Sobresaltados y asustados, creían ver un espíritu.
Pero él les dijo: «¿Por qué os turbáis, y por qué se suscitan dudas en vuestro corazón?
Mirad mis manos y mis pies; soy yo mismo. Palpadme y ved que un espíritu no tiene carne y huesos como veis que yo tengo.»
Y, diciendo esto, los mostró las manos y los pies. (Lc 24,38-40)
Los discípulos se vuelven a turbar, están incrédulos y asustados, y en vez de ver a Jesús, su maestro, cumpliendo su promesa y la del Padre, «creían ver un espíritu». Pero Cristo les muestra sus llagas, de sus manos y sus pies. ¿Cristo resucitado tiene llagas?
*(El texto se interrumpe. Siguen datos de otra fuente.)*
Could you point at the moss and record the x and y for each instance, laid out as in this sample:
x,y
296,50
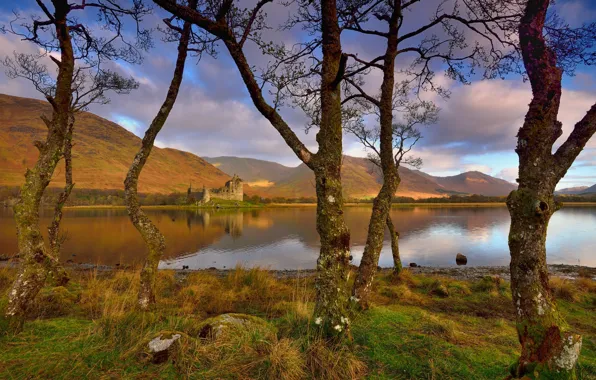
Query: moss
x,y
402,336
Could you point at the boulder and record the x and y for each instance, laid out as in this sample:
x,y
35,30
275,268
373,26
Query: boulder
x,y
161,347
461,259
439,289
217,327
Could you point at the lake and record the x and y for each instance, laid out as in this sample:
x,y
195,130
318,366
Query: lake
x,y
285,238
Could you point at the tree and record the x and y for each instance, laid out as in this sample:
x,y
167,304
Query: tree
x,y
73,90
550,48
234,27
459,38
153,238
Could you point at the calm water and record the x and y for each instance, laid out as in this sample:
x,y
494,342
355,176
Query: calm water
x,y
286,238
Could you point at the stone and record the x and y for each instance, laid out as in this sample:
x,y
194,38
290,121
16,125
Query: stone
x,y
439,289
160,349
461,259
217,327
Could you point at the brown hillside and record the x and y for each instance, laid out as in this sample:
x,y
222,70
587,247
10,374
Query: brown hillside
x,y
360,179
102,153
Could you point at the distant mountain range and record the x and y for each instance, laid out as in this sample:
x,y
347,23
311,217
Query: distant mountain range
x,y
360,178
102,153
104,150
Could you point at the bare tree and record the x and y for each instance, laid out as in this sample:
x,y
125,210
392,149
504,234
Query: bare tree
x,y
75,87
234,27
460,37
550,48
153,238
405,135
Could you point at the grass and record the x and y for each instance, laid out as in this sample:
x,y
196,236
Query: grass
x,y
90,329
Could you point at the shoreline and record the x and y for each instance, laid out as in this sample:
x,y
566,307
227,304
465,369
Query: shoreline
x,y
291,205
457,273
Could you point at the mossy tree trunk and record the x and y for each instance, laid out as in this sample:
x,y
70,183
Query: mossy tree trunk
x,y
153,238
549,348
394,235
332,306
382,202
37,259
59,275
332,303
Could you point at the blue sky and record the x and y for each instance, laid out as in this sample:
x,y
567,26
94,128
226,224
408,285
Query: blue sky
x,y
214,115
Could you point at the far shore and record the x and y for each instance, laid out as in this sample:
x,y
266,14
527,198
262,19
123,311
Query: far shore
x,y
291,205
454,272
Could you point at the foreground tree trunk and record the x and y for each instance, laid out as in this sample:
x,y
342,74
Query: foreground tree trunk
x,y
549,348
332,306
153,238
331,309
382,203
59,275
394,235
37,259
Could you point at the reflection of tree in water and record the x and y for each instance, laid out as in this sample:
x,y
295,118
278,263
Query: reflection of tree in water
x,y
232,223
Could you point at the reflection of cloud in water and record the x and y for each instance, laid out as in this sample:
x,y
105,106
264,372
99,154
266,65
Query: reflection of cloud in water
x,y
284,254
287,238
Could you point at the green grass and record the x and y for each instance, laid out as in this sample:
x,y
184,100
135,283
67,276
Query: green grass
x,y
408,333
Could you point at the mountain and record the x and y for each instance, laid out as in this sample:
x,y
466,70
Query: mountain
x,y
360,179
104,150
572,190
254,172
475,182
102,153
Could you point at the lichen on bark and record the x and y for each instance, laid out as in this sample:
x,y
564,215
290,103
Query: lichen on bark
x,y
153,238
549,349
38,261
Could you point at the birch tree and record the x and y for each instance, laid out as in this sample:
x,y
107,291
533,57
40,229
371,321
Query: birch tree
x,y
550,48
81,81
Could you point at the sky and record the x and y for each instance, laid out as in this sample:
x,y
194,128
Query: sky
x,y
214,116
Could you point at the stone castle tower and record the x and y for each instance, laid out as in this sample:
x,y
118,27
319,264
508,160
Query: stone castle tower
x,y
233,190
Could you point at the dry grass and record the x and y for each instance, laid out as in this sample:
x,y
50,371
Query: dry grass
x,y
407,317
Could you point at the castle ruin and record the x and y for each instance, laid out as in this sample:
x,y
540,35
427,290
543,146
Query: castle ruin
x,y
231,191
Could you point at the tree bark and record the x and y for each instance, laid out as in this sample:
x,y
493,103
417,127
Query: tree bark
x,y
37,260
153,238
549,348
382,202
394,235
60,276
332,304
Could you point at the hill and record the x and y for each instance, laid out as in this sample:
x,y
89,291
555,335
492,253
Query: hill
x,y
102,153
475,182
104,150
253,172
361,179
572,190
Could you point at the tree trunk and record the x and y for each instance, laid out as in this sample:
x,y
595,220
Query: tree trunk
x,y
547,344
549,349
37,260
332,304
59,275
397,267
153,238
382,203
Cuando pensamos en la resurrección pareciera que uno de los consuelos es suponer que todos los dolores y sufrimientos de esta tierra se olvidarán, pero Jesús nos enseña otra cosa.. nos enseña sus heridas, las marcas de su dolor y su sufrimiento acompañan al resucitado. Tal vez esto nos ayude a comprender mejor lo que Cristo hizo con el dolor: no vino a eliminarlo, ni si quiera a borrarlo de la memoria, si no a bendecirlo, a hablar ante él, a no doblarse ni callar ante su sin sentido, las llagas de Cristo resucitado nos ayudan a ver con otra luz el sufrimiento, de tal manera que en la resurrección, no solo no será olvidado, si no que será parte de nuestra gloria, marca visible de la victoria de Cristo y su pasión, de nuestro seguir a Cristo y luchar por amor a la misma vida, sin importar las heridas en nuestro cuerpo y espíritu.